Jener Umschlag mit dem Namen des Lebensmittelgeschäfts hat wohl unter anderem im Amtsgerichts-Gebäude irritiert. Johannes Daun verteidigt das Vorgehen des Justizwachtmeisters: Dieser habe zu Recht den Zeugen an die Maskenpflicht erinnert und dann dafür gesorgt, dass der Mann das Gebäude verlässt. „Auch in Zukunft werden die Justizwachtmeister konsequent überwachen, dass die Maskenpflicht beachtet wird. Unter keinen Umständen darf das Gericht eigenmächtig ohne medizinische Maske betreten werden“, erklärt Daun weiter. Das sei auch in einer entsprechenden Verfügung festgehalten, die online abrufbar sowie am Eingang des Gerichtsgebäudes zu lesen sei. Maskenpflicht gilt ebenso wie ein Abstand von 1,50 Metern in den öffentlich zugänglichen Gerichtsräumen. Im Sitzungssaal obliege es dem zuständigen Richter zu entscheiden, ob eine Maske getragen werden soll.

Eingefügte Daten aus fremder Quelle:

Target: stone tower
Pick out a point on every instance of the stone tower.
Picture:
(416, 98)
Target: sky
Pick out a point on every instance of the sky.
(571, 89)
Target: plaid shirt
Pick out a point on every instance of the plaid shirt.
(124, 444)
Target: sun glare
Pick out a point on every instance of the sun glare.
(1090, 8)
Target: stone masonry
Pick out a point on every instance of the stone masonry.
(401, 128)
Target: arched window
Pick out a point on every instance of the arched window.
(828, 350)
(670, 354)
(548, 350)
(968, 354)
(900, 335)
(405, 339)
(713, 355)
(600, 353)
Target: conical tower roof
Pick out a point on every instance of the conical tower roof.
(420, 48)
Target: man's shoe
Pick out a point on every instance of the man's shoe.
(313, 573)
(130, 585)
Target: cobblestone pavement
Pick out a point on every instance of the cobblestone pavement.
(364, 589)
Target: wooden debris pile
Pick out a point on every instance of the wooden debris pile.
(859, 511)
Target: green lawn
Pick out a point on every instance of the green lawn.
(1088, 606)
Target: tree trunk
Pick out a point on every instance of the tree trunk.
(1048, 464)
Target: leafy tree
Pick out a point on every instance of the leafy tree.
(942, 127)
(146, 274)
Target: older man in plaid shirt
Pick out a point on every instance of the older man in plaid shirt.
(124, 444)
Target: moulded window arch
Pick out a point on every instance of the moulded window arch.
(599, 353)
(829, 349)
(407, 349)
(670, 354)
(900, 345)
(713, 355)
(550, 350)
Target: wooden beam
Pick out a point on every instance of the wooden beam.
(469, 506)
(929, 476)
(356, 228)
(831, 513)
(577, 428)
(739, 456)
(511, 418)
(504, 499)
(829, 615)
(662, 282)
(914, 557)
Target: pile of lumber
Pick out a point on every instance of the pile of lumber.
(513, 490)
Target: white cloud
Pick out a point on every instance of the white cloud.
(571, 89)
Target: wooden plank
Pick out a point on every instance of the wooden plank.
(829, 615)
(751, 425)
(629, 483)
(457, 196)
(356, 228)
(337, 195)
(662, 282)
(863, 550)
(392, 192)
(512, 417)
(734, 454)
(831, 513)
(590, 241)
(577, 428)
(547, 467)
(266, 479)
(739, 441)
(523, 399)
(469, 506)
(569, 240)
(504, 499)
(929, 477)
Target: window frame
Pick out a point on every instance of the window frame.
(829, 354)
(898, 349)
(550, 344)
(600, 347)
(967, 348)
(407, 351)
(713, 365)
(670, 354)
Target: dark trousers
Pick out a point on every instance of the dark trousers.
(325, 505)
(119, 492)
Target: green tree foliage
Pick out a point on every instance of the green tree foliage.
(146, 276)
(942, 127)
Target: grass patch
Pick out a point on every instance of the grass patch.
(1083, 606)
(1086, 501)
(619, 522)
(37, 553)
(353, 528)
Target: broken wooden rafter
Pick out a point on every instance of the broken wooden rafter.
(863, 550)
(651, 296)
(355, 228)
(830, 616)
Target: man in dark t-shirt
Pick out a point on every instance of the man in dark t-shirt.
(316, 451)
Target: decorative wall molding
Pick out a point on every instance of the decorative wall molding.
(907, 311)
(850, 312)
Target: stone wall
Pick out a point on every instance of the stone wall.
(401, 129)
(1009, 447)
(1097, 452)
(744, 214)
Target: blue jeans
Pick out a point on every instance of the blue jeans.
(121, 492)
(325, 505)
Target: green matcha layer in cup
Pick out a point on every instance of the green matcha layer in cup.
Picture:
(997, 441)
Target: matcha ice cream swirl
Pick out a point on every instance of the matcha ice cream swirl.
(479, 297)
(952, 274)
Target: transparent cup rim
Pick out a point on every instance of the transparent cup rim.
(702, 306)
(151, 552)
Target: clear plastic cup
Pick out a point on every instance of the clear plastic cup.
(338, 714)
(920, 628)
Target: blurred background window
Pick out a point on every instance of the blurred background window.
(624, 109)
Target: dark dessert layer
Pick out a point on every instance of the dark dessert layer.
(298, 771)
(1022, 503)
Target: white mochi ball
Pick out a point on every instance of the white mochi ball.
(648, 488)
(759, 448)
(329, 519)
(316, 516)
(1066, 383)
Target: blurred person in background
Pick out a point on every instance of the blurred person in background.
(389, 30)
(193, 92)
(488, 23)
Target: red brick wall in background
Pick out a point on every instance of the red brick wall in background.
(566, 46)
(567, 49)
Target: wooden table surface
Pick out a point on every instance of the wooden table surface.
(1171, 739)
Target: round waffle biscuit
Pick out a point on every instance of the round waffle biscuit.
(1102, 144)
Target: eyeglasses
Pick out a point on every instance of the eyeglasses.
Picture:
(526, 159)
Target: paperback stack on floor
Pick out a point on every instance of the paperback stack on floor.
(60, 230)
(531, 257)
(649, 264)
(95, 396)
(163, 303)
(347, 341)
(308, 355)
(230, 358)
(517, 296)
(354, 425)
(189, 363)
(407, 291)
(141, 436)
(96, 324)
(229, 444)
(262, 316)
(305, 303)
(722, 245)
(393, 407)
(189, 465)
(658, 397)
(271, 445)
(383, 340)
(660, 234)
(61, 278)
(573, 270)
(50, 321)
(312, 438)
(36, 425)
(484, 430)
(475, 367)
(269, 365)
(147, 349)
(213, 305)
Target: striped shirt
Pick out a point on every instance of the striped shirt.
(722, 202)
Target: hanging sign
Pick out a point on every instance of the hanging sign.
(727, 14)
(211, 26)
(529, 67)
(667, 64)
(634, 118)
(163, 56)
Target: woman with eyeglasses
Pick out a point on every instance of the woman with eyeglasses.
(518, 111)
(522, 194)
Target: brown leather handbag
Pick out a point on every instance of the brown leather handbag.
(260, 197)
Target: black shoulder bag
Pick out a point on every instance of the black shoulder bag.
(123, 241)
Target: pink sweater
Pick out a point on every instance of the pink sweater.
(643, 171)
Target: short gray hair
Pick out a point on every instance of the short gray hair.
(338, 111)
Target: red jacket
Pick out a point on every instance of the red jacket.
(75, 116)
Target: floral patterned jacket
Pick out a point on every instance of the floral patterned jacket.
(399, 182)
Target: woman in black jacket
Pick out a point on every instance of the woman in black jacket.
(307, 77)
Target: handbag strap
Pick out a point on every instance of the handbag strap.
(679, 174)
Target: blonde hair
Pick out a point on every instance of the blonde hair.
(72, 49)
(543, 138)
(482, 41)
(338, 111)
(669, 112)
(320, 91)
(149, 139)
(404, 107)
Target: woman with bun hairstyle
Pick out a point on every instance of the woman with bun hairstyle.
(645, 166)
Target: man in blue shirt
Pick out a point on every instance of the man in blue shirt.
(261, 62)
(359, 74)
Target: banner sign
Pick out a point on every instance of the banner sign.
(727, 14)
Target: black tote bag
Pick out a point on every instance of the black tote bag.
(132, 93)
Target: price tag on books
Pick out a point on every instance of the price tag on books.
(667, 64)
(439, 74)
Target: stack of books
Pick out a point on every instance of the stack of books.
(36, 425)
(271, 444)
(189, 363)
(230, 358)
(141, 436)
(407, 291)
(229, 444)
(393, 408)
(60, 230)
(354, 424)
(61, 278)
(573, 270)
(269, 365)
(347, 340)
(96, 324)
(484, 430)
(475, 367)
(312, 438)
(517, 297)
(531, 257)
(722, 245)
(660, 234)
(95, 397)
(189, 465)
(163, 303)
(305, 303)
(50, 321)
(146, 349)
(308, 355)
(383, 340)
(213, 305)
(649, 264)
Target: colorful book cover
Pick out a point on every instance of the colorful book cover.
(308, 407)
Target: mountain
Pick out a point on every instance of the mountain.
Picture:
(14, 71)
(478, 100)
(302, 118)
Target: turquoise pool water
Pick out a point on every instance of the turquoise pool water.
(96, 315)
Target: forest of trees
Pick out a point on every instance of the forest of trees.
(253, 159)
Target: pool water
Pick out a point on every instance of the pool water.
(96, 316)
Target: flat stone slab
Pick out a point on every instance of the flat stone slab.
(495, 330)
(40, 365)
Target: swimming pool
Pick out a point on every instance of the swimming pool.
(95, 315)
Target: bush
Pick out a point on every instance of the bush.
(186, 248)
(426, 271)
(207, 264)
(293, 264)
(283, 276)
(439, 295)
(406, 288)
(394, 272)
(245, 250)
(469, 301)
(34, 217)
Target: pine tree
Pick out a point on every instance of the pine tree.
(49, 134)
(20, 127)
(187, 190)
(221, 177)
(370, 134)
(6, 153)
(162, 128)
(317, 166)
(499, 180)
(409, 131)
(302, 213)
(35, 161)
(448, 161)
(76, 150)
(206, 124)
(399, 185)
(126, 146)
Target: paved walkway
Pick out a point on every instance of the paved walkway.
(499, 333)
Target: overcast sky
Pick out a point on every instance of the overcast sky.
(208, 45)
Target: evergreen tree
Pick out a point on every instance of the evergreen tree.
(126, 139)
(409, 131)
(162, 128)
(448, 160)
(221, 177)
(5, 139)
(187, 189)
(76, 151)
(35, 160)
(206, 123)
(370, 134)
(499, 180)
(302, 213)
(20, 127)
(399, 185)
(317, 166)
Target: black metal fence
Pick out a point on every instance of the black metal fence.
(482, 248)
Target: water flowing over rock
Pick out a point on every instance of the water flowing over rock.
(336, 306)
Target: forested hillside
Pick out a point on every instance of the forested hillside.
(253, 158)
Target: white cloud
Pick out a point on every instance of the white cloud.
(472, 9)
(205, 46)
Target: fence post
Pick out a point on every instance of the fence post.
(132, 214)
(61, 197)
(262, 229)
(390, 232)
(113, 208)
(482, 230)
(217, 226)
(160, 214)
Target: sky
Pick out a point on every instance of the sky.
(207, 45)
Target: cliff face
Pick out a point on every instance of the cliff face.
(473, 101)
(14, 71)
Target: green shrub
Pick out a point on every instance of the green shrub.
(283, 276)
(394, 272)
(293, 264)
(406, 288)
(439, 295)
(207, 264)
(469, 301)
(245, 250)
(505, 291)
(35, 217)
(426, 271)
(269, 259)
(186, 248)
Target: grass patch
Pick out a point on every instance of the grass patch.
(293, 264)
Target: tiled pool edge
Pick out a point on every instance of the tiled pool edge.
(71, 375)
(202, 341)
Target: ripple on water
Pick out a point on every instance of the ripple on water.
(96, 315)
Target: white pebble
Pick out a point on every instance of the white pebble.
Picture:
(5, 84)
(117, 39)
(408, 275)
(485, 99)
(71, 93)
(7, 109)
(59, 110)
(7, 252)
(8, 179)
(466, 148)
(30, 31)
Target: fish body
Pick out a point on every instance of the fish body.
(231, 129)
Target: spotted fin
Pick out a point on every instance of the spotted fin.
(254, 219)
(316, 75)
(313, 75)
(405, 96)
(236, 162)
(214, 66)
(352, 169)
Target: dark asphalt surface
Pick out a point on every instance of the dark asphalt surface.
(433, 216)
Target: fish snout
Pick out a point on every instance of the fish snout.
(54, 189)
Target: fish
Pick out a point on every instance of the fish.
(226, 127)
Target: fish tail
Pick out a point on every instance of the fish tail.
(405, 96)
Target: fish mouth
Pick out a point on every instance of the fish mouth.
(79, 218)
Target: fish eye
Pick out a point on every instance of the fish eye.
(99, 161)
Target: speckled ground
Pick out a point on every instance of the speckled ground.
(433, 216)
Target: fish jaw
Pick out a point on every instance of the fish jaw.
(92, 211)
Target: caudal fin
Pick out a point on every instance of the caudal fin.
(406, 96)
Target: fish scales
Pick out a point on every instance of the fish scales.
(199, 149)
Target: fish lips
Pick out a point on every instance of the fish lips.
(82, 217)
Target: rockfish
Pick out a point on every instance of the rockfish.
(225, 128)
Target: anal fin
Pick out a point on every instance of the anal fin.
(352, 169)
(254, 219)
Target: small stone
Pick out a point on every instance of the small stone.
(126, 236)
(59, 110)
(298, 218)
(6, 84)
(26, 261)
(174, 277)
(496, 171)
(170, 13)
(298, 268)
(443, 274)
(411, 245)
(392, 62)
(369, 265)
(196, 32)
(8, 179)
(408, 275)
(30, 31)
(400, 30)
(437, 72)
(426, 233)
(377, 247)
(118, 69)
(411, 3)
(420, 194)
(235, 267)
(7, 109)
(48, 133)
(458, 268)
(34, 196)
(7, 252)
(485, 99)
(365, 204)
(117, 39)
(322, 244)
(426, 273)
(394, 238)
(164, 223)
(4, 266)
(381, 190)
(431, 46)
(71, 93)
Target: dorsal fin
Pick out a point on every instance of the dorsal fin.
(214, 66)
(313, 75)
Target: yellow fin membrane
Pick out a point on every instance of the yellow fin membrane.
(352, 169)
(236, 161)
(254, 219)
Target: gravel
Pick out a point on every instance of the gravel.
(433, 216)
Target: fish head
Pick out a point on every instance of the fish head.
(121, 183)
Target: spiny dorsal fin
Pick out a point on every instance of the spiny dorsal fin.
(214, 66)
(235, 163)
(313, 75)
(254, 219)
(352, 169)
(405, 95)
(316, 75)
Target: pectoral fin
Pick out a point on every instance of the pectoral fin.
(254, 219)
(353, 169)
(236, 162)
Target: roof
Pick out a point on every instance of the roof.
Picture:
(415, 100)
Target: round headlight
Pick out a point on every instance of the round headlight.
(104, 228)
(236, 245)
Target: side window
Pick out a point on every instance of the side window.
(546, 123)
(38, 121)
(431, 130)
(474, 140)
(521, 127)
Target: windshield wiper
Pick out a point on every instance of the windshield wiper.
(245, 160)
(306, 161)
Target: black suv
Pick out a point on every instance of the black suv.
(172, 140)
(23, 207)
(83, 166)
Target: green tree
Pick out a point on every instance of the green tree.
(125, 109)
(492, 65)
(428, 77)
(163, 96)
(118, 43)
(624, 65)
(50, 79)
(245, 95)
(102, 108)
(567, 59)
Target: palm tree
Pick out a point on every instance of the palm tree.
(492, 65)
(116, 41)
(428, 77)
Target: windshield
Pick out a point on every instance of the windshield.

Wer von der Maskenpflicht befreit ist, sollte dies rechtzeitig mitteilen

Wer geltend machen wolle, aufgrund eines ärztlichen Attestes von der Maskenpflicht befreit zu sein, sei gut beraten, das rechtzeitig mitzuteilen. Nur dann könne das Attest auch überprüft werden. Ulrich Ruth hat davon im Vorfeld nichts gewusst, wie er versichert: „In der Ladung steht nichts von der Maskenpflicht“, auch vom Anmelden eines Attests sei nichts zu lesen. Dass ein Besucher wegen eines Attests keine Maske tragen möchte, kommt laut dem Amtsgerichtsdirektor äußerst selten vor. Entsprechend gebe es auch wenige Diskussionen – schätzungsweise ein- bis zweimal im Monat, so Daun. Bisher sei ihm aber auch kein Fall bekannt, dass jemand sich auf ein nicht tragfähiges ärztliches Attest berufen habe.

Johannes Daun sieht also einen Einzelfall, während der Zeuge auf ein grundlegendes Problem aufmerksam machen möchte: Wer keine Maske tragen wolle, habe nicht automatisch etwas Böses im Sinn. Deshalb möchte er auch mit dem Mann in Kontakt treten, der einen Tag vor ihm in Konflikt mit einem Wachtmeister geriet. Johannes Daun betont, warum so sehr auf die Maskenpflicht geachtet werde. Zu Beginn der Hausverfügung heiße es: „Sämtliche Angehörigen des Amtsgerichts sind sich und anderen gegenüber in der Verantwortung, dazu beizutragen, dass die Gefahr herabgesetzt wird, sich mit dem Coronavirus zu infizieren.“ Das gelte auch für Zeugen und Besucher. Bleibt die Verhandlung, bei der Ulrich Ruth nicht aussagen konnte: Weil der Angeklagte ein Geständnis ablegte, habe die Richterin auch ohne Ruths Aussage ein Urteil fällen können.